The affordable cost and department store availability of the Commodore 64 suddenly made more complex ports of older Atari and Apple computer FRP games available to a previously inaccessible market. Though those titles had existed for much longer, very few gamers had access to them because of the prohibitive cost of the systems they ran on. The Ultima series owes much of its status as the first fully realized commercially successful CFRP to the success of the Commodore 64. 

Shortly after the explosion of affordable home computers after the crash, a promising company called Electronic Arts released a seminal title that for the first time reimagined the formula that arguable had been prototyped with Dragonstomper and was made the default for CFRP gaming with the Ultima series. 

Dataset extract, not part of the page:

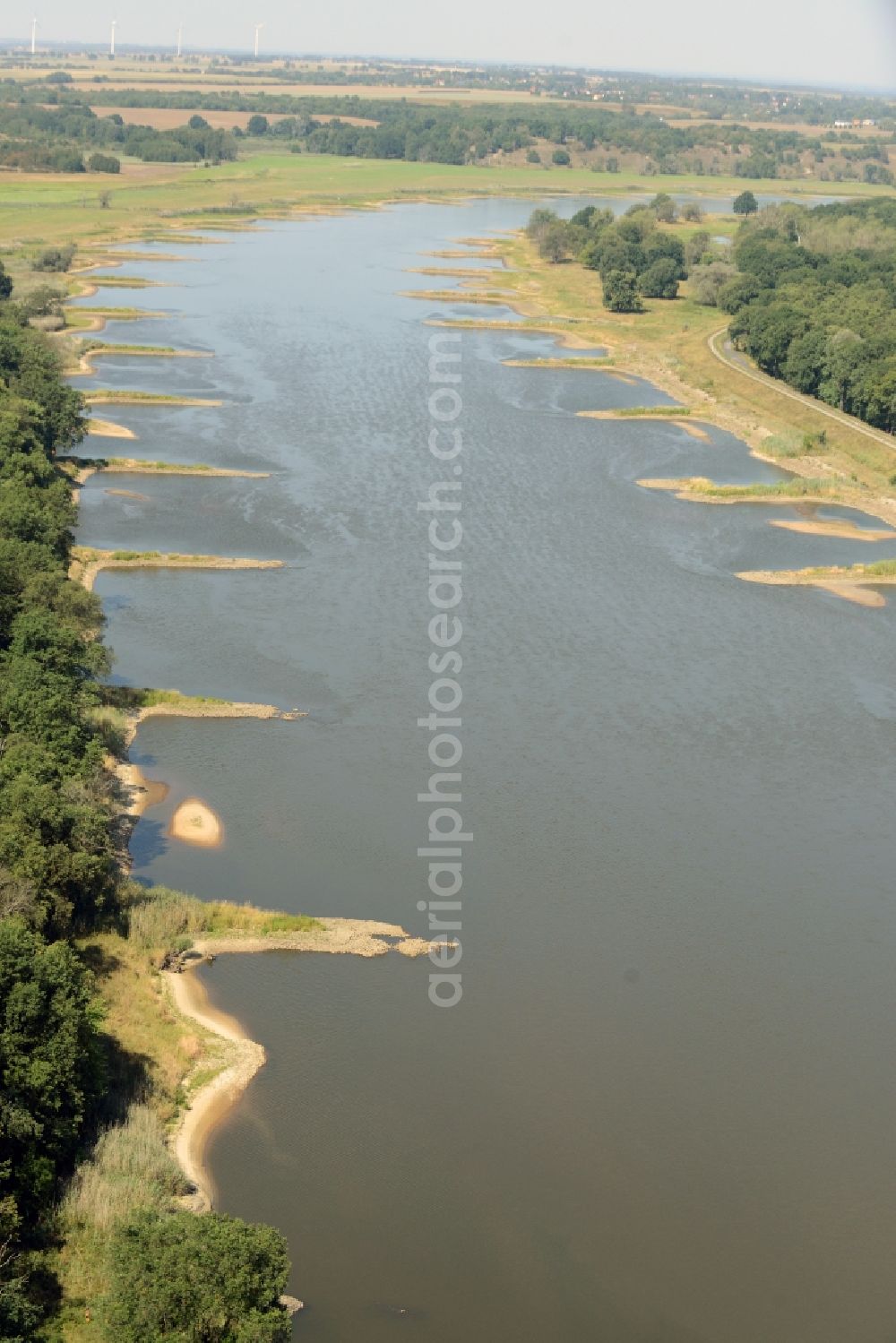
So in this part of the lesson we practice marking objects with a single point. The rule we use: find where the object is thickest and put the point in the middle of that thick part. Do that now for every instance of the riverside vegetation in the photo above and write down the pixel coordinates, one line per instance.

1985's Bards Tale I was in some ways more limited in scope than the Ultima series, containing you inside the walls of a single city under siege by evil monsters rather than a world map full of cities to travel to and explore. Inside this city were various dungeons, all leading to a confrontation with the source of the evil infestation - a predictable rogue wizard. But the level of emersion in this 1st person, "pseudo-3D" presented dungeon crawler was unprecedented. Borrowing heavily on the game mechanics of Ultima III (so much so that some versions could import your characters from Ultima III into Bards Tale,) which in turn itself copied AD&D concepts and ideas - Bards Tale had brought the CFRP game genre into the mainstream. The early levels were mercilessly hard. It is my opinion that most gamers who bought the title didn't get past level 3 or 4 without rage-quitting, cheating using an editor, or finding out the trick to grinding on a specific monster encounter until they were high enough level to make fleeting expeditions into the first 2 levels of the first dungeon. It is really a wonder that The Bard's Tale didn't kill the fledgling genre just as it began to mature. The arrival of the unprecedented graphics capabilities of the Amiga was something EA quickly leveraged, and the Amiga version of Bards Tale had no peers in graphics experience at the time. Coupled with an encounter engine that did play a lot like a tabletop version of AD&D, while Bards Tale 1 was an imperfect game - it laid the foundation for a franchise that still does well today. Eventually the SSI AD&D "Gold Box" titled would appear. These would be the first licensed AD&D CFRP titles that faithfully applied the official AD&D rules and allowed character progression from title to title in the series. 

 From 1979 until 1985 may not sound like that long of a time, but for those who wanted to experience the dungeon adventures of the AD&D FRP game but did not have access to a circle of friends smart enough to puzzle out the complex and arcane rules of the pen and paper game, it was an eternity of waiting for an industry to catch up with the tastes of its audience.